Item 2.43: LWB Response to Harvard Law Review's Article re Bryant v. Rumsfeld/Gates
[LWB Note: Here's the text of my July 9, 2009, response to
the Harvard Law Review (Volume 122, No. 8 (June 2009)) article titled
"D. C. Circuit Upholds Access Restriction to Military-run
Newspapers on Forum Analysis Grounds -- Bryant v. Gates, 532 F. 3d 888
(D.C. Cir. 2008)." You can find the article's text at
http://tinyurl.com/lbv9eb . It probably will take several weeks
for the HLR staff to decide whether to publish my response upon the
HLR web site's forum.]
== Jumping through the Government's First Amendment Hoops == By Larry W. Bryant (Plaintiff in Bryant v. Gates) As the plaintiff in Bryant v. Gates, I take this opportunity to clarify the record as to how the district court and the appellate court dropped the ball on honoring relevant precedent and acknowledging historical evidence in my case. Before the mid-eighties, the Defense Department's various military post/base weekly newspapers used to publish political advertisements (including full-page display ads from electoral candidates). One of the more active advertisers in the Army-headquarters Pentagram newspaper was perennial presidential candidate Lyndon LaRouche. Eventually, Army officials at the Pentagon got fed up with LaRouche's brash presence in the Pentagram's pages, so they convinced the Defense Department to ban all political ads henceforth. In effect, though, by having accepted several of LaRouche's ads, the Army public affairs community in Washington, D. C., had created a forum for expressive activity by those members of the public willing to pay the printer's ad-placement fee. Then the PA officialdom abruptly decided that the content of that forum henceforth should be politically censorable. Alas, I failed to emphasize this key chain of events in the argument phase of my litigation.

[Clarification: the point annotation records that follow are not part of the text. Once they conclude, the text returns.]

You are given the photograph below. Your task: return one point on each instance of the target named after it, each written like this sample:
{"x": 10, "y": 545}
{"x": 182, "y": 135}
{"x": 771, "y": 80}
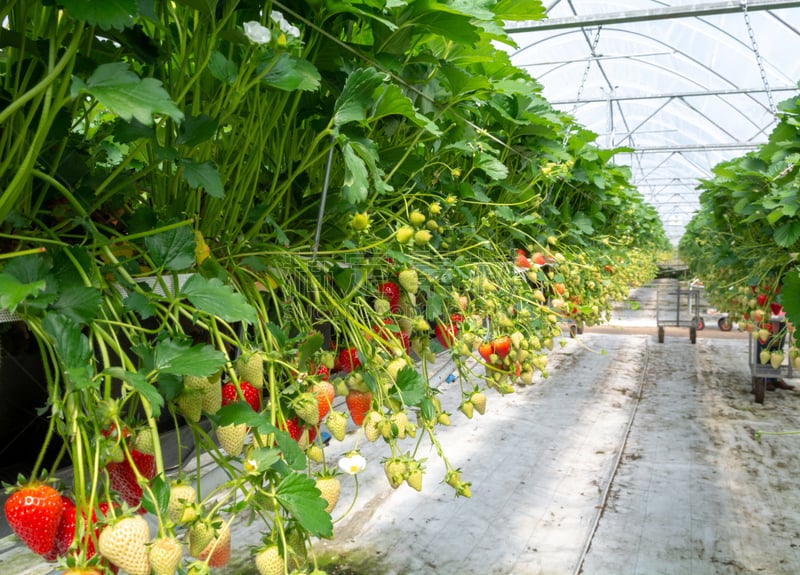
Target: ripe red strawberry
{"x": 521, "y": 260}
{"x": 33, "y": 512}
{"x": 348, "y": 359}
{"x": 358, "y": 403}
{"x": 391, "y": 291}
{"x": 250, "y": 393}
{"x": 325, "y": 393}
{"x": 123, "y": 478}
{"x": 502, "y": 345}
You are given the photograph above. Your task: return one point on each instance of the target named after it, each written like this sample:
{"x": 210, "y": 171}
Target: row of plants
{"x": 261, "y": 222}
{"x": 744, "y": 241}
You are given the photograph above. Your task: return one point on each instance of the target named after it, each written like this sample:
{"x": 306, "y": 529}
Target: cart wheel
{"x": 759, "y": 388}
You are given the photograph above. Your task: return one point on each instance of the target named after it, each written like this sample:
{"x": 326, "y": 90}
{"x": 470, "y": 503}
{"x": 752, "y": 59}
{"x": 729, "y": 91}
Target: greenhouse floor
{"x": 574, "y": 475}
{"x": 633, "y": 458}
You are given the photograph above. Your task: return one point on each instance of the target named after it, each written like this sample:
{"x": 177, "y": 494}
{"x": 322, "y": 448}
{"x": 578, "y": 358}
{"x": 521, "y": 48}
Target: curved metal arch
{"x": 673, "y": 72}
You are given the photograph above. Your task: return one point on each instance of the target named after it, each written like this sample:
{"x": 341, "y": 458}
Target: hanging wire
{"x": 759, "y": 59}
{"x": 585, "y": 77}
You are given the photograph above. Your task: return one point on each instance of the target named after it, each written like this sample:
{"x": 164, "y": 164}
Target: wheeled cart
{"x": 677, "y": 305}
{"x": 762, "y": 372}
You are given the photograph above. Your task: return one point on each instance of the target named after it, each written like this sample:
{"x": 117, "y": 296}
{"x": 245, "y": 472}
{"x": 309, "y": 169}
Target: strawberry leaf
{"x": 155, "y": 500}
{"x": 298, "y": 494}
{"x": 215, "y": 298}
{"x": 182, "y": 358}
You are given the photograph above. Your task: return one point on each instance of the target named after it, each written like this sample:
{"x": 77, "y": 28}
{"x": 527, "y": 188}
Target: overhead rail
{"x": 665, "y": 13}
{"x": 674, "y": 95}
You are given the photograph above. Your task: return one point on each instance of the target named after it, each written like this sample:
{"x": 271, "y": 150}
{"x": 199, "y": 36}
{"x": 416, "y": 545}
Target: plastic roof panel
{"x": 686, "y": 84}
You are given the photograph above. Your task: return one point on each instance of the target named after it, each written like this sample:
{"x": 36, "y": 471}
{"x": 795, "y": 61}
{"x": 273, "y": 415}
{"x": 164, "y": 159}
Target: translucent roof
{"x": 687, "y": 84}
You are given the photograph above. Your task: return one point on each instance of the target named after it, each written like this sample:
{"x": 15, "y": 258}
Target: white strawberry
{"x": 124, "y": 544}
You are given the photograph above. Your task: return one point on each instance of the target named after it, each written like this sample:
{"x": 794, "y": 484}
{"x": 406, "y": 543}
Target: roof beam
{"x": 666, "y": 13}
{"x": 697, "y": 94}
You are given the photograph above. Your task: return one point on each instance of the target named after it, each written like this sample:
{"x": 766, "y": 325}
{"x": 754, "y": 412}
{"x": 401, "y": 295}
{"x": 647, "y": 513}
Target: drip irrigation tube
{"x": 610, "y": 482}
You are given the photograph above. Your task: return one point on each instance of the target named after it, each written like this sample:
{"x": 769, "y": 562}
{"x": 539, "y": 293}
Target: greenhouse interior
{"x": 369, "y": 287}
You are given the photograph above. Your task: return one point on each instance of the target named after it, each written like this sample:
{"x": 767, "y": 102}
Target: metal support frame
{"x": 666, "y": 13}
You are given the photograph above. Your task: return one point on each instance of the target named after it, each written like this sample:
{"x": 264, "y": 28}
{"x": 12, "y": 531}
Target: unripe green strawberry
{"x": 409, "y": 280}
{"x": 200, "y": 535}
{"x": 417, "y": 218}
{"x": 396, "y": 470}
{"x": 305, "y": 406}
{"x": 269, "y": 561}
{"x": 231, "y": 438}
{"x": 218, "y": 550}
{"x": 422, "y": 237}
{"x": 250, "y": 368}
{"x": 124, "y": 544}
{"x": 330, "y": 489}
{"x": 182, "y": 498}
{"x": 337, "y": 424}
{"x": 403, "y": 234}
{"x": 478, "y": 400}
{"x": 165, "y": 554}
{"x": 371, "y": 425}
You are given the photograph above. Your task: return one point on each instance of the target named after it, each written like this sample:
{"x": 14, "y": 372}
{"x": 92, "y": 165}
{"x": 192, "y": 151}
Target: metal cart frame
{"x": 677, "y": 306}
{"x": 761, "y": 372}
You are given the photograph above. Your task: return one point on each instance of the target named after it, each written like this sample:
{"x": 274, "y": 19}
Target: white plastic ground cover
{"x": 687, "y": 84}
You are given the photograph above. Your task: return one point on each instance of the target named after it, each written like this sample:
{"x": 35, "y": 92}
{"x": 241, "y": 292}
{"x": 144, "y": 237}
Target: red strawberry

I also miscalculated the effect of my joining a government-accepted stipulation that my own few dozen published whistleblower-solicitation classified ads since 1984 (and my several rejected ads) constituted "political" ads; I should've insisted to my attorney that the government prove those ads had any "political" content at all. What's more, I failed to emphasize that the governing DoD instruction has a provision for accepting (and labeling as "Paid Advertisement") a category of classified ads called advertorials. All my published ads were placed within the category of "announcements." Both the lower and higher court found it convenient to gloss over the 1994 opinion of Judge Charles R. Richey in Bryant v. Secretary of the Army -- whereby he ruled that, yes, a given military-owned civilian-enterprise newspaper constitutes a nonpublic forum but that its letters-to-editor section hardly consists of government speech; therefore, he said, the Army's regulatory provision prohibiting publication of letters "not in consonance with" Army policy was invalid. (See: Bryant v. Sec. of Army, 862 F. Supp. 574 (D.D.C.1994.) In so ruling , Richey affirmed the legal doctrine that official discrimination against a speaker's viewpoint, even within a nonpublic forum, is impermissible. I wanted my argument to center on Richey's finding so that: if the letters section within the paper's editorial pages can have its various viewpoints protected from arbitrary censorship, then why shouldn't that protection certainly be extended to the viewpoints expressed by my paid-ad submissions (regardless of their "political" content)? (Note: on at least two occasions, the installation's public affairs officer had expressly invoked his viewpoint-based dislike for my ad submissions, one of these rejecters characterizing the ad as being "anti-military" via its very title.) How ironic that privately funded political speech, the very category most deserving of First Amendment protection, now must occupy a subservient niche in the culture of our nation's military community. These servicemembers who voluntarily have put themselves at risk in order to help preserve and protect other citizens' constitutional rights now are being treated as second-class citizens by, of all things, our judicial system.
Upon receiving the appellate court's decision, I certainly wanted
to file an appeal with the U. S. Supreme Court, but for financial
reasons I'm unable to do so. Thus, the courts have handed the
executive branch more of a victory than it originally had sought,
while depriving a large segment of government personnel the
opportunity to receive, on their own turf, the expressive material
created by some of their fellow citizens.